The second difficulty is measuring how this impact will be transmitted from the car industry to the wider economy. The automotive sector is central to the entire industrial sector and uses most other industries as suppliers, making amplification effects particularly pronounced. To begin understanding how to deal with these issues, we start from input-output tables that capture the relationships between sectors. Remarkably, in this way, we find a multiplier of 1.6 for the German car industry, meaning that any shock in that sector is amplified by 60%. Such an approach confirms how misleading it may be to just consider that the car industry accounts for less than 3% of the economy.
We then envisage three theoretical scenarios:
1. A first ‘VW shock’ scenario implies a steep decline in VW sales in Germany and abroad (10% and 20% respectively), but a large share of the loss is channelled to other German carmakers.
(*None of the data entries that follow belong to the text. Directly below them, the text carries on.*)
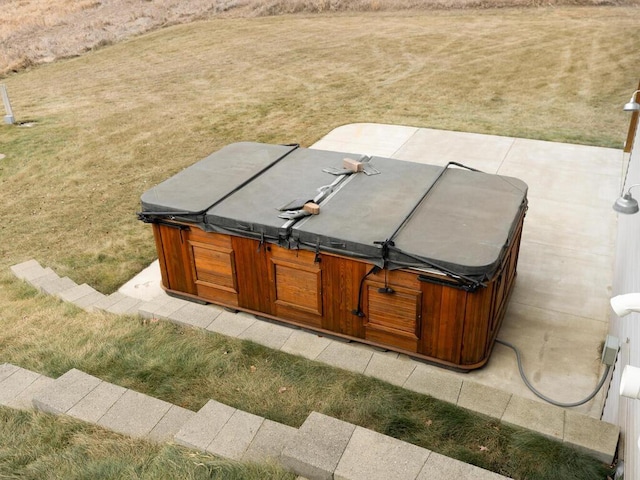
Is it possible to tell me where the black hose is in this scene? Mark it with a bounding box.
[351,265,379,317]
[496,338,611,408]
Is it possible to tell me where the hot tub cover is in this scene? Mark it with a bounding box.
[139,141,528,284]
[140,142,296,221]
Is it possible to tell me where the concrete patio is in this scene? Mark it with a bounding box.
[124,123,621,418]
[310,123,621,418]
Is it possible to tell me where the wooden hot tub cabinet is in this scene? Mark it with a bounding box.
[141,142,527,371]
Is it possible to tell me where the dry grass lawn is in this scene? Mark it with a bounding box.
[2,0,639,75]
[0,406,295,480]
[0,8,638,291]
[0,5,637,479]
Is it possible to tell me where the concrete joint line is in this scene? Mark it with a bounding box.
[312,341,330,360]
[454,381,464,405]
[144,400,175,436]
[71,382,102,414]
[500,396,513,422]
[335,427,358,473]
[390,128,420,159]
[93,386,128,424]
[205,412,236,451]
[496,138,518,174]
[362,352,374,374]
[234,325,252,338]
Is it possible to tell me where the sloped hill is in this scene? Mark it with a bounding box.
[2,0,638,76]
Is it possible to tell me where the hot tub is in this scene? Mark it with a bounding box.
[139,142,527,371]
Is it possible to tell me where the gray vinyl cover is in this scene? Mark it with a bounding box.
[387,168,528,277]
[204,147,347,239]
[140,142,295,221]
[140,142,528,280]
[291,156,444,260]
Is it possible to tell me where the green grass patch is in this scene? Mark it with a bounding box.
[0,277,613,480]
[0,407,294,480]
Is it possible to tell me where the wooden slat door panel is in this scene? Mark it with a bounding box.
[232,237,274,314]
[268,246,322,327]
[187,230,239,306]
[191,244,236,288]
[153,223,197,295]
[363,281,422,352]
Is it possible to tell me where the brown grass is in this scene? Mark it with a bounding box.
[0,0,246,76]
[0,6,633,478]
[0,405,295,479]
[246,0,636,15]
[2,0,639,76]
[1,8,637,292]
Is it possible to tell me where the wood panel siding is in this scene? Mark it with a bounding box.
[153,223,197,295]
[268,246,323,327]
[460,283,494,365]
[419,283,466,364]
[321,255,367,338]
[232,236,274,314]
[152,214,525,370]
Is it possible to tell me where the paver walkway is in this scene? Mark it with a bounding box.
[6,259,620,472]
[1,360,510,480]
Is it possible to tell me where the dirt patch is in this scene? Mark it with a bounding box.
[2,0,638,77]
[1,0,241,76]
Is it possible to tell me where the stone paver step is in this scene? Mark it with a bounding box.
[31,368,194,442]
[8,260,620,466]
[243,419,298,464]
[417,452,511,480]
[139,295,189,320]
[57,283,98,302]
[0,363,54,410]
[10,259,51,282]
[281,412,512,480]
[164,397,296,465]
[75,291,108,311]
[27,269,59,291]
[40,276,78,296]
[4,362,512,480]
[282,412,356,480]
[91,292,130,313]
[334,426,431,480]
[166,301,223,329]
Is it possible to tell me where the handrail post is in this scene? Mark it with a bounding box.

Unsurprisingly, this scenario remains benign to the German economy, amounting eventually to a loss worth 0.1% of GDP.
2. A second scenario simulates a ‘German car industry shock’ where the decline in demand for VW cars spreads to all German carmakers and only benefits foreign competitors. Such a scenario would amount to a negative shock of 0.4% of GDP.
3. Finally, a third ‘Made in Germany shock’ scenario implies that not only cars but also machinery equipment exports are affected. In that case, the shock to the economy will be much larger, at 1.1% of GDP (see below).
The scenario of a ‘diesel shock’, whereby consumers gradually move away from that technology and force a rapid adjustment from carmakers, is likely, in our view. This process should be accelerated by regulation, expected to tighten significantly by 2018-20. As more than 50% of current car sales in the European Union use diesel (source: ACEA), this shock will probably have a negative impact on the European car industry, either temporarily or permanently. But we choose to refrain from quantification given the large uncertainties about the speed and ability of European carmakers to adapt and maintain market share through alternative technologies (hybrid, electric).
Obviously the centrality of the car industry is not just a German feature. In Germany alone, about 25% of the sector’s inputs are imported. Neighbouring economies are therefore likely to feel the impact of a shock: top suppliers are France and the Czech Republic, closely followed by Austria and Spain. But German carmakers also have major suppliers in Italy, the UK, Hungary and Poland.
A final word of caution: the impact of the shock is not only uncertain in its magnitude, but also in its timing. What financial markets have priced over several days may only work its way through the economy over several years. Also, our numbers are likely to underestimate the true impact of the VW scandal for two reasons. First, they do not take into account the international spill-overs described above. Second, they ignore second-round effects due to possible job and income losses.